Почему влюбляются в этот город, Париж? Ну, из-за перламутровой бледности, которая временами просветляет деревья и статуи Люксембургского сада; из-за священной солидности, с которой Нотр-Дам врос в землю Иль-де-Франс; из-за аромата аниса, «Вэн руж» и «Коти» в маленьких бистро и из-за трогательной плюшевой элегантности, с которой нас встречают какие-то рестораны и кабаре, подобные отцветающей красавице; из-за опереточной потрепанной предприимчивости порока Монмартра и забавных претензий Монпарнаса; из-за Мадлен и шумных кафе на Больших бульварах, из-за полных прелести хриплых голосов шлюх и герцогинь («Paris, je t’aime!» [41] — горланит неувядающая Мистингет), из-за очаровательных бриошей и изумительных школьных булочек (ванильным кремом также никоим образом не стоит пренебрегать) и из-за Елисейских полей; из-за художественных лавок на рю де ля Бёти, абсурдного великолепия Эйфелевой башни и вида с Сакре-Кёр; из-за ромовых баб у Румпельмейера, рю де Риволи и из-за чудесного запаха в «Чреве Парижа», где фрукты и овощи сияют и благоухают ранним утром еще прекраснее, чем сияющие, благоухающие горы роз, гвоздик, сирени, гиацинтов. Париж любят за стройные колонны на площади Вандом, за желтовато-брошированные книги и множество кошек и множество монахов; любят его за бордели и бульвар Сен-Жермен и за множество дешевых отелей; и потому, что всюду к еде подают вино, un petit vin rosé [42] и в самом дешевом кабачке; его невозможно не любить, ибо все напоминает о Бальзаке (кто тот молодой человек вот там у бара? не Растиньяк ли его имя?), и о Луи XIV, и об Оффенбахе, и о Прусте, и о Русском балете, и о Дантоне, и о Генрихе Гейне. Париж достоин любви, потому что там так хорошо кормят и потому что все люди говорят по-французски, и за множество статуй и фонтанов — они так декоративны, — и за множество писсуаров — они так практичны, — и за музыку губной гармошки в народных дансингах («Passez le money!» [43]), и за букинистов на набережных Сены, и за Лувр. Париж любят, потому что площадь Согласия постоянно кружится: гигантская карусель, вертящаяся со всеми своими монументами, велосипедами, цветочными клумбами и автобусами вокруг египетского обелиска.

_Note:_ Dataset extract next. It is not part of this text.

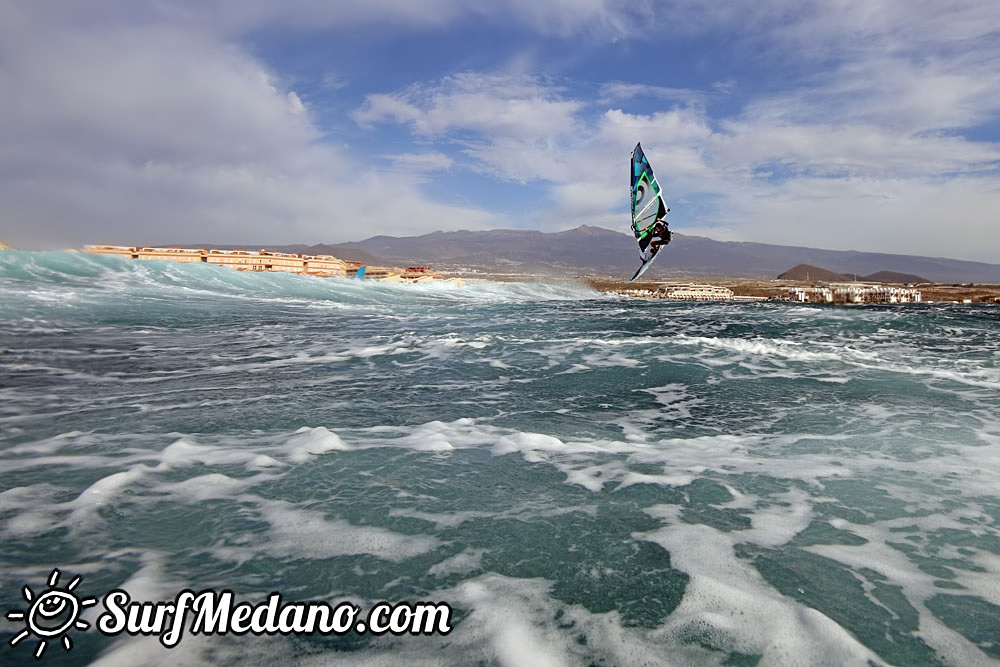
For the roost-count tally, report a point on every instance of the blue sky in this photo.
(858, 124)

За что любят Париж — не за «приключения». Приключенческими городами могут быть Берлин, и Шанхай, и Нью-Йорк — но не Париж, Париж высокоцивилизован, скептичен, элегантен, уравновешен, вообще не эксцентричен. Ночная жизнь в Каире, Чикаго, Будапеште, Неаполе «авантюрна», хочу сказать — грязна и криминальна; парижская же ночная жизнь — естественная и неотъемлемая составная часть парижской жизни. Есть ли в Париже «дно»? Может быть, однако оно не играет бросающейся в глаза роли. Во всяком случае, никому бы не вздумалось причислять ко «дну» бравую проститутку или ее усердного сутенера. Сфера полового, со всеми своими аспектами и даже в своих вычурных манифестациях, рассматривается в этом городе со смесью веселого реализма и почти религиозного благоговения, что характерно для отношения к Эросу любой зрелой цивилизации.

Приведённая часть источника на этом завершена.